Researchers introduce AI Monitoring Agent Designed to detect and halt malicious Outputs

A collaborative initiative involving AutoGPT, Northeastern University, and Microsoft Research has birthed a tool with the capability to monitor large language models (LLMs) and preemptively identify and prevent potentially harmful outputs.

The details of the tool designed to detect and thwart both prompt injection attacks and edge-case threats are outlined in a preprint research paper titled “Safely Testing Language Model Agents in Real-world Scenarios.”

According to the study, the agent demonstrates flexibility in monitoring established LLMs and possesses the capability to proactively prevent detrimental outputs, including potential code attacks.

 “Agent actions are audited by a context-sensitive monitor that enforces a stringent safety boundary to stop an unsafe test, with suspect behavior ranked and logged to be examined by humans.”

The researchers note that while current tools effectively monitor LLM outputs for harmful interactions in controlled laboratory environments, their performance tends to fall short when applied to testing models already operational on the open internet, often failing to capture the dynamic intricacies of the real world. This phenomenon appears to be attributed to the presence of edge cases which lie at the periphery of a system’s normal operation.

Despite the diligent efforts of highly skilled computer scientists, the notion that researchers can anticipate every conceivable harm vector before it occurs is widely regarded as an impossibility within the realm of AI. Even with the best intentions of humans interacting with AI, unforeseen harm can emerge from prompts that initially appear innocuous.

In order to train the monitoring agent, the researchers curated a dataset comprising nearly 2,000 secure human-AI interactions spanning 29 diverse tasks.

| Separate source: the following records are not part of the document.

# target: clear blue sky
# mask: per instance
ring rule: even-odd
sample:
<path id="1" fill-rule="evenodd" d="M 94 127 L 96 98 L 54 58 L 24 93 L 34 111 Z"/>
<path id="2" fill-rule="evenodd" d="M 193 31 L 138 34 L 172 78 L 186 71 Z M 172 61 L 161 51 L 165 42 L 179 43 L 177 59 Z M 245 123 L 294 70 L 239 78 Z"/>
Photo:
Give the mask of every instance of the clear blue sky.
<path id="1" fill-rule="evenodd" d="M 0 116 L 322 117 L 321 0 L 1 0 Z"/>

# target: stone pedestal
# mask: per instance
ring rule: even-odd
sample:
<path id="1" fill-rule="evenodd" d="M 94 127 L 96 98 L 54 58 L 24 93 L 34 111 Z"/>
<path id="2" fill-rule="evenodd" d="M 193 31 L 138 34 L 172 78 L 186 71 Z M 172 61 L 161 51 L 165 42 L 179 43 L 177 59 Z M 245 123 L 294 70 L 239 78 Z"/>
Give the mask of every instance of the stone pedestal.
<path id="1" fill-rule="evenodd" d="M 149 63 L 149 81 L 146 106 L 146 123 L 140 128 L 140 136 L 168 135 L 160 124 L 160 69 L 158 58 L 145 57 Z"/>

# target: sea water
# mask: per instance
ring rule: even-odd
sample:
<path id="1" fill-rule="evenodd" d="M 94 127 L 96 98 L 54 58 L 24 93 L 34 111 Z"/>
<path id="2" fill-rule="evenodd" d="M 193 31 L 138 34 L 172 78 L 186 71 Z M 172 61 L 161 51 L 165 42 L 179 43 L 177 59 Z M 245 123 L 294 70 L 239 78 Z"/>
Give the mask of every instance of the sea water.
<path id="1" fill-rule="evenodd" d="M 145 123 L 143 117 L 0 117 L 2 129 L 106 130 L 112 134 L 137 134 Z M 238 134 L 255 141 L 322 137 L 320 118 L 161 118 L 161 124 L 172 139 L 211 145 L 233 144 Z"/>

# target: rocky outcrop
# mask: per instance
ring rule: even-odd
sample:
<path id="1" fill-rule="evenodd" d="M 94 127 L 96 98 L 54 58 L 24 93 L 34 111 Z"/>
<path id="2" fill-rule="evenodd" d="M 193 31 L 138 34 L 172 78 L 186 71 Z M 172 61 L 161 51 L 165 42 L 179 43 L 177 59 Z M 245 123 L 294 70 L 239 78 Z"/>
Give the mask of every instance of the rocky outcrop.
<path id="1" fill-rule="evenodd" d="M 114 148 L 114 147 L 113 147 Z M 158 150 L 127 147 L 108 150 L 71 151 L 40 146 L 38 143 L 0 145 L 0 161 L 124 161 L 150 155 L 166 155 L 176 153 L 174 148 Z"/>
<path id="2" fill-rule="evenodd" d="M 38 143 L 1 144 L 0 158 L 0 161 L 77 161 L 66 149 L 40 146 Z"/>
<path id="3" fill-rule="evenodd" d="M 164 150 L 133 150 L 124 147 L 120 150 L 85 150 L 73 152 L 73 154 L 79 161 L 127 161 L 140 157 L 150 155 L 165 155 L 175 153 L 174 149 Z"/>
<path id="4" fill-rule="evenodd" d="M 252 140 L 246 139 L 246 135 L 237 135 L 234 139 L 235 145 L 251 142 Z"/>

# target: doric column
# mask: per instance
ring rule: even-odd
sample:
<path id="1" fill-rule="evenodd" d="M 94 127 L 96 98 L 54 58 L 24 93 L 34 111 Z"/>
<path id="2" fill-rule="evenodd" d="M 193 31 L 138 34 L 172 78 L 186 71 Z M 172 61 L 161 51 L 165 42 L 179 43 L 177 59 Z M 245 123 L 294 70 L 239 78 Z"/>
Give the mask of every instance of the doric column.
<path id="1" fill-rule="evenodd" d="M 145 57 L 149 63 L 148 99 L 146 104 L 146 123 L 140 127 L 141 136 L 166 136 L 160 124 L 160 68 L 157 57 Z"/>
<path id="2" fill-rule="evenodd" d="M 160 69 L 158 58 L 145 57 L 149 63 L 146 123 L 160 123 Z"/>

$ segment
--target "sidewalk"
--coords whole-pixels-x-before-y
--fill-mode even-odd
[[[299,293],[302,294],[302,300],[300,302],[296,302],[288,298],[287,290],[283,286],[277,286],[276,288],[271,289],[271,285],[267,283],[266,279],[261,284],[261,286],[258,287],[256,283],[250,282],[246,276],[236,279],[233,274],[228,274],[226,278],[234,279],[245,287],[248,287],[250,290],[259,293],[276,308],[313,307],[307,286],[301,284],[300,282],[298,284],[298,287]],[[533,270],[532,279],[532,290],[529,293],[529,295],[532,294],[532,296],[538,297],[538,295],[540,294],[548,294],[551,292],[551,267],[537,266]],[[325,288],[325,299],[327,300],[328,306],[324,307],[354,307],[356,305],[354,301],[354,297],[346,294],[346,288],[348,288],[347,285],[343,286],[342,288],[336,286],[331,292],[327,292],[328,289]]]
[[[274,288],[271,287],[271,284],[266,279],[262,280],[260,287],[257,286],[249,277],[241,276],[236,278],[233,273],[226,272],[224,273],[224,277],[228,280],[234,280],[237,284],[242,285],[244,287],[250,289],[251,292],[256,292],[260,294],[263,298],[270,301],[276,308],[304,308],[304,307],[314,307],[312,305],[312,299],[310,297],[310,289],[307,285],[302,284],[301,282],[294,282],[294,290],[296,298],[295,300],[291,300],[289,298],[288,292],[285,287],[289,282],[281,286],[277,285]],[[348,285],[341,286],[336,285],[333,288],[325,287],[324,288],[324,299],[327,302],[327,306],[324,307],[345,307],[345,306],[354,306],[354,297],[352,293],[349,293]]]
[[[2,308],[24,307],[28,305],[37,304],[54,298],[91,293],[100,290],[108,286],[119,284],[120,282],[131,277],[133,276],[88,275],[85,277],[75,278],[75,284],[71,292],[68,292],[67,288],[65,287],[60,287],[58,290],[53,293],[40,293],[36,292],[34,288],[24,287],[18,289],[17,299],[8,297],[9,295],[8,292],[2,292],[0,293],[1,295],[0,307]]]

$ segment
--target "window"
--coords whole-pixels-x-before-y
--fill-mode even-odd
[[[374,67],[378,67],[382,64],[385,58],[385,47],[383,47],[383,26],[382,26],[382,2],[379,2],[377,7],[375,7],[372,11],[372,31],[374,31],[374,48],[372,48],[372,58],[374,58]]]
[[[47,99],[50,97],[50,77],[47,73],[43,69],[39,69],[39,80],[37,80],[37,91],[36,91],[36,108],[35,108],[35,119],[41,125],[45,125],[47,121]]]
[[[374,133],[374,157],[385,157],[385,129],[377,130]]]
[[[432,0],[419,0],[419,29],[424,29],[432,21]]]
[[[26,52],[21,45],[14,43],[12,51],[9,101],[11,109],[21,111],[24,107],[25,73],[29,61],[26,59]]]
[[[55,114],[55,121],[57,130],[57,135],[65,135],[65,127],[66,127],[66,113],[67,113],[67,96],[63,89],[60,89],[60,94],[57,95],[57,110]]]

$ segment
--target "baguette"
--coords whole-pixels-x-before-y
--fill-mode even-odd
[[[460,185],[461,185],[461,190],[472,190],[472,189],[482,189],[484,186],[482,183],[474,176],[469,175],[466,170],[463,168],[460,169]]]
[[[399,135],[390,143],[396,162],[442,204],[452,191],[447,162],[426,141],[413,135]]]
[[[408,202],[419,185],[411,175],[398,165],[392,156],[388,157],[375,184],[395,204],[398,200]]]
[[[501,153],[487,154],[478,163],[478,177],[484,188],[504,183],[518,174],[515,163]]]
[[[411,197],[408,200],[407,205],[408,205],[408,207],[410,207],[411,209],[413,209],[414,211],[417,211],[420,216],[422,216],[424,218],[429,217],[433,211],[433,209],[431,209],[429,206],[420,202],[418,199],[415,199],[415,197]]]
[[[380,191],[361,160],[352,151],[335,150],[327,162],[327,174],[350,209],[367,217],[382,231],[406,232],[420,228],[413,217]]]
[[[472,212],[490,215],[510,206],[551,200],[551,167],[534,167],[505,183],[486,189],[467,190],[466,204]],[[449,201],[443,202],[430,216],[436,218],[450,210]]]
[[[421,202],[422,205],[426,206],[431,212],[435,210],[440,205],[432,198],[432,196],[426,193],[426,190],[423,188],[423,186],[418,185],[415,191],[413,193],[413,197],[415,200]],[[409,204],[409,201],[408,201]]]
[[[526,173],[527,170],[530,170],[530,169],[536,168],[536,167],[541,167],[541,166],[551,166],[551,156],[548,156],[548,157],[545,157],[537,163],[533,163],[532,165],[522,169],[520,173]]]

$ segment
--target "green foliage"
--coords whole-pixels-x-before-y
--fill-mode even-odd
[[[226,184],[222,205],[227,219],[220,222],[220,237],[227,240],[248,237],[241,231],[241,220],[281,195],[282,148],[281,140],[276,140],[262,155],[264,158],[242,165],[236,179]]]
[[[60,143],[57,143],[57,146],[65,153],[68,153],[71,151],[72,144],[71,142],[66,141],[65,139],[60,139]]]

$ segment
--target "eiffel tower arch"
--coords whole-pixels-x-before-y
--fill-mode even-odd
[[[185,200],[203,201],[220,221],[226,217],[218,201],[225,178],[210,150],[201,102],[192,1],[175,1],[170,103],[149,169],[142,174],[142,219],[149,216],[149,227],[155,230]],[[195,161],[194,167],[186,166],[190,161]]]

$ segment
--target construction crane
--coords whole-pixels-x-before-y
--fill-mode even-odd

These tasks ranged from straightforward text-retrieval exercises and coding corrections to the more complex task of constructing entire webpages from the ground up.

They also generated a contrasting testing dataset containing manually crafted adversarial outputs, including dozens intentionally engineered to be harmful.

These datasets were subsequently employed to train an agent on OpenAI’s GPT-3.5 turbo, an advanced system capable of discerning between innocuous and potentially harmful outputs with a high rate of accuracy.